In the process, I totally violated my own rule number two
(Write Out Loud)
. And, big surprise, the result was something that was about as appealing as a dead sunfish on a summer dock—nothing moved and it stank. I stewed and hemmed and hawed for a week or so, just tinkering with scenes involving John Matthew and Phury. In my heart I knew I had to jump off the cliff and stretch some boundaries, but I was exhausted and uninspired from the effort of trying unsuccessfully to drag V's POV out of him.
Talking to my editor was what got me off my ass and back in the game. She and I discussed the things that were weighing on me, and she was like, “Go for it—just get it all in there and let's see how it plays out on the page.”
She was, as usual, right. In fact, the message she gave me that day was the message she's always given me since way back in the
Dark Lover
era: “Push it all the way, go as far as you can, and we can evaluate later.”
When I went back into the manuscript, I was one hundred percent committed to balls-to-the-walling it—and was surprised that there were really only three scenes that I markedly changed. Two were with Butch and V, with the newer content beginning on pages 209 and 369 respectively, and then I added the scene with V in the war camp that starts on page 287.
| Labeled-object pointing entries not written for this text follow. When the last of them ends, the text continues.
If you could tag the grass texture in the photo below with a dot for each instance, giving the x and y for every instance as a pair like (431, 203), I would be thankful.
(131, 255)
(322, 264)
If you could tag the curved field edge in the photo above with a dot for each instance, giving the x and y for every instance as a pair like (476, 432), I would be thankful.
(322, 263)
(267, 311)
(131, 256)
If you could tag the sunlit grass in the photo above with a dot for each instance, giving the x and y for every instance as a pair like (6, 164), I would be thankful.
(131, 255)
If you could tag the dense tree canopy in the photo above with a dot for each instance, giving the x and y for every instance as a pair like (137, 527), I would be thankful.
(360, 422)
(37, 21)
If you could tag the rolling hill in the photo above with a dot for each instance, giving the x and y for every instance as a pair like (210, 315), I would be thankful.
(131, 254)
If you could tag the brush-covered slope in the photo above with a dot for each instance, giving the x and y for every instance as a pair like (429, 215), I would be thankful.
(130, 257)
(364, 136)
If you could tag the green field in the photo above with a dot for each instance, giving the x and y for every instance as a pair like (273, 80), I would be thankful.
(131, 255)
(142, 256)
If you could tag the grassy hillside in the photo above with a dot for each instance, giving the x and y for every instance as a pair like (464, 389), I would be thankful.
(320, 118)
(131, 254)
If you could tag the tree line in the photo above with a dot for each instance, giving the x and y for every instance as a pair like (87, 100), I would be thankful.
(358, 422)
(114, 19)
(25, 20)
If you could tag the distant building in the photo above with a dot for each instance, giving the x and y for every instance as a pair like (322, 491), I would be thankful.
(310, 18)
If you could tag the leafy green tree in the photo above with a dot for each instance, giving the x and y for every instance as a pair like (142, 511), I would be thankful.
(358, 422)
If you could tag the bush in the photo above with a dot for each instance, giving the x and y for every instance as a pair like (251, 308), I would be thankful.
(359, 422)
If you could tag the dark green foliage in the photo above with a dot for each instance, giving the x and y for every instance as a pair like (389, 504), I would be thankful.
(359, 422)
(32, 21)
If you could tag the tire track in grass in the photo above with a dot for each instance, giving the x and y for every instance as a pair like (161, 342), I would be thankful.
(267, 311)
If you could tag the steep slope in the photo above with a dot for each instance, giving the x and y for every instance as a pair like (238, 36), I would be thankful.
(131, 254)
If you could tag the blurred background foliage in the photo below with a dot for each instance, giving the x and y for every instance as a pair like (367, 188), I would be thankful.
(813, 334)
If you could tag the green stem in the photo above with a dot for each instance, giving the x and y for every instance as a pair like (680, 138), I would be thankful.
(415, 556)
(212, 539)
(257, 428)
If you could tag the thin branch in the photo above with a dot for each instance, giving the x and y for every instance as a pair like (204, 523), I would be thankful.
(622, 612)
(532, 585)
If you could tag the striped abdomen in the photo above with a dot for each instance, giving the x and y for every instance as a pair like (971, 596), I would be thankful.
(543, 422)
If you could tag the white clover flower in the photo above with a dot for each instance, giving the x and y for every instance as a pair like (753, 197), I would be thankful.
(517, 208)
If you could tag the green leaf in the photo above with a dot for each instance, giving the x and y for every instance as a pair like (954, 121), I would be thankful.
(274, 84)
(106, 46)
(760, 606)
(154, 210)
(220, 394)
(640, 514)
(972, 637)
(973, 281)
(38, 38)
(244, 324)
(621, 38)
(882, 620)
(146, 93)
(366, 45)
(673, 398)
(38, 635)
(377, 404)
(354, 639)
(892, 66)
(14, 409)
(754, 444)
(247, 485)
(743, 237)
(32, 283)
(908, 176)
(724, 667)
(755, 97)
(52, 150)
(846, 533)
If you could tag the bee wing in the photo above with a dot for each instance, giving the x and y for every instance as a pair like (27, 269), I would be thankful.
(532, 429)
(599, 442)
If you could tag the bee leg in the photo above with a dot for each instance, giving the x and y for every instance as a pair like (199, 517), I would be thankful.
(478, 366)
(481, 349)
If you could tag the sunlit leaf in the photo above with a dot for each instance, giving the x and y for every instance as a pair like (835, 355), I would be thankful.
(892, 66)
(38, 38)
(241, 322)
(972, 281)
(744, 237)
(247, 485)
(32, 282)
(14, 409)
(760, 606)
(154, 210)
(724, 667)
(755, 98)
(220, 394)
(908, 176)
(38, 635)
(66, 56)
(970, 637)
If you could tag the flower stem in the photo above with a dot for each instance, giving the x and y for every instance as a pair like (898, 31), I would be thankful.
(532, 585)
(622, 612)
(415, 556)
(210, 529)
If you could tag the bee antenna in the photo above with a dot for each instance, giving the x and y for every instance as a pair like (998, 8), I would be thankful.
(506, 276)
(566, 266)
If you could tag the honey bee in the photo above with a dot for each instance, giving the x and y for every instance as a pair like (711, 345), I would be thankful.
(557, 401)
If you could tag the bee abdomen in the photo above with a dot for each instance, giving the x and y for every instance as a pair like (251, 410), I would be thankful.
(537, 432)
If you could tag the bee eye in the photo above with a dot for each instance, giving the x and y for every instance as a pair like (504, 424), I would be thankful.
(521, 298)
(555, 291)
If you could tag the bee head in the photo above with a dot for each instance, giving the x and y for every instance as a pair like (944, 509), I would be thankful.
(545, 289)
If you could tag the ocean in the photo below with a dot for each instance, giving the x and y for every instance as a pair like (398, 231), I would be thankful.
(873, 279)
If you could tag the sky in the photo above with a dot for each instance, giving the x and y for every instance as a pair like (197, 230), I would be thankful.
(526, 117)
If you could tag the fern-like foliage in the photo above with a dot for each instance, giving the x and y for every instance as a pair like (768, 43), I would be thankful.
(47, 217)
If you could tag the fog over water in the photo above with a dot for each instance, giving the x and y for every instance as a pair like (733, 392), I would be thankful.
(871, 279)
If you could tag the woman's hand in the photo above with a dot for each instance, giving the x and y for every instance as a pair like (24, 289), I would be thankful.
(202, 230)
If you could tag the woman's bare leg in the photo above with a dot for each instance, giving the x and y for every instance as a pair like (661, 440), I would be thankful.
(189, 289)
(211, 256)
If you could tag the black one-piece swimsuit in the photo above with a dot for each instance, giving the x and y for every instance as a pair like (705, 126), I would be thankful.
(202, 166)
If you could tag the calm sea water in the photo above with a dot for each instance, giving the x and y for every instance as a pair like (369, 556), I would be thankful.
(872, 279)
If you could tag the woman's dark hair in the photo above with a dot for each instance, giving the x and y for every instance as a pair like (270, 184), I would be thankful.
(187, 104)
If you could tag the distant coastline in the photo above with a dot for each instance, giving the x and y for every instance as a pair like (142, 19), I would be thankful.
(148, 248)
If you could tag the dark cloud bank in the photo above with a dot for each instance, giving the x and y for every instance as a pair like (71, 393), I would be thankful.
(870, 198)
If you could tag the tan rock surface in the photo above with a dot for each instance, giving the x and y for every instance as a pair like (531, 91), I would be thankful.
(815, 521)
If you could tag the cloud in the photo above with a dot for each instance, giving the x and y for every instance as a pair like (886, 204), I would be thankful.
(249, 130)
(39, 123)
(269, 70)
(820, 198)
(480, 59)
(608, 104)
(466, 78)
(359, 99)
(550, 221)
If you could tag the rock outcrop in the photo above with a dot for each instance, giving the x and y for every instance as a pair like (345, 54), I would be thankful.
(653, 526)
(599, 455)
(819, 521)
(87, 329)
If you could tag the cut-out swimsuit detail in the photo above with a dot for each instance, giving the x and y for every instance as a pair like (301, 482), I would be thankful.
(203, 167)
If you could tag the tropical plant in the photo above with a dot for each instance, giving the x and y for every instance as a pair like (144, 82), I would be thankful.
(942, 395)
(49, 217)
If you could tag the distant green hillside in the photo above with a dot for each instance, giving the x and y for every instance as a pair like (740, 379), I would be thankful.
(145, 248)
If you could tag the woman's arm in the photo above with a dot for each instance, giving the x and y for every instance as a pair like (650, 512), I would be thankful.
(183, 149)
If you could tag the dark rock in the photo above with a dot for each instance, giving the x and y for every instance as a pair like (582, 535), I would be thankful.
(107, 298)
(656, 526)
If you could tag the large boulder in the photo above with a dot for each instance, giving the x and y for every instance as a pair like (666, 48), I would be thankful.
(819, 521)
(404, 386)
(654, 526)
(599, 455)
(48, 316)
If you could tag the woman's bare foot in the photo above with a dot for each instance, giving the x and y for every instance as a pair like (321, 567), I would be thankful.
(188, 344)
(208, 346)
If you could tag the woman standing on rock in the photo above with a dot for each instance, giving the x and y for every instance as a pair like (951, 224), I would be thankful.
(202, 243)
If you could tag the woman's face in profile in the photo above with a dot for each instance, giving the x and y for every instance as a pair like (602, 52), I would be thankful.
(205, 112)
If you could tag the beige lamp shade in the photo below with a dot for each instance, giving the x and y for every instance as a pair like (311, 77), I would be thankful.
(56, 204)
The rest of the alterations or additions were relatively minor, but changed the tone of the Butch/V interactions entirely—proving that a little goes a long way. Take, for example, the opening pages of chapter thirteen (p. 135). Butch and V are in bed together, and V is healing Butch after the cop did his business with a lesser. If you read through the second, third, fourth, and fifth paragraphs of my first draft, you'll note that V is admitting to himself he needs soothing in the form of another warm body next to his. It's not Butch's body specifically, however, and there is no mention of anything sexual. It's purely a comfort thing:
. . . With the visit from his mother and the shooting, he craved the closeness of another, needed to feel arms that returned his embrace. He had to have the beat of a heart against his own.
He spent so much time keeping his hand away from others, keeping himself apart from others. To let down his guard with the one person he truly trusted made his eyes sting.
—LOVER UNBOUND, p. 135
What I added in the second draft were these two paragraphs:
As Butch stretched out on Vishous's bed, V was ashamed to admit it, but he'd spent a lot of days wondering what this would be like. Feel like. Smell like. Now that it was reality, he was glad he had to concentrate on healing Butch. Otherwise he had a feeling it would be too intense and he'd have to pull away. [p. 135]
 
Butch shifted, his legs brushing against V's through the blankets. With a stab of guilt, V recalled the times he'd imagined himself with Butch, imagined the two of them lying as they were now, imagined them . . . well, healing wasn't the half of it. [p. 136]
Much more honest about what was really going on. Much better. Could have gone even farther, but it was enough—so much so that it required me to add the few sentences that followed, to clarify for the reader that Jane was the object of V's desire now.